Predator-prey interactions: The predatory nematode Pristionchus pacificus competes with the prey nematode Caenorhabditis elegans for bacterial food. We use this predator-prey system to study the predator’s response to the prey , as well as the prey’s response to the predator. We have demonstrated that P. pacificus can switch between predatory and territorial foraging strategies when both prey and bacterial food are present, a process mediated by octopamine (invertebrate homolog of norepinephrine). By using neuroeconomics and foraging theory to model the strategic value of biting, we found that P. pacificus is motivated by predation when it bites larval C. elegans (easy to kill, low competitive threat), and by territorial defense of bacterial food when it bites adult C. elegans (difficult to kill, high competitive threat). We also study how C. elegans adjusts its foraging strategy when it encounters both food and predators. While we have previously shown that C. elegans exhibits an escape response to sulfolipids in P. pacificus secretions, we are now interested in understanding how the experience of being bitten on a predator-inhabited bacterial food patch leads to changes in C. elegans behavior.
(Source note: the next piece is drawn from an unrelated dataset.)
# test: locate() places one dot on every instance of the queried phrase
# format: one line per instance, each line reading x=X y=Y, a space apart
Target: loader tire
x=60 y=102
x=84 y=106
Neuronal signaling pathways: We have been probing the role of neurexin and other autism-associated genes in modifying C. elegans behavioral outputs. We discovered that neurexin mutants don’t join social aggregates while foraging for food. Using a combination of genetics, functional imaging and behavioral analysis we showed that this is behavior requires some, but not all neurexin isoforms and is driven by a change in the number of pre-synaptic sites at specific chemosensory neuron synapses. Moreover, these and other neurexin behavioral deficits are independent of neuroligin implying interactions with other post-synaptic receptors. We plan probing these neuronal signaling pathways with the goal of defining how information is altered at synapses and also provide a platform for developing diagnostic and therapeutic tools for neurological conditions.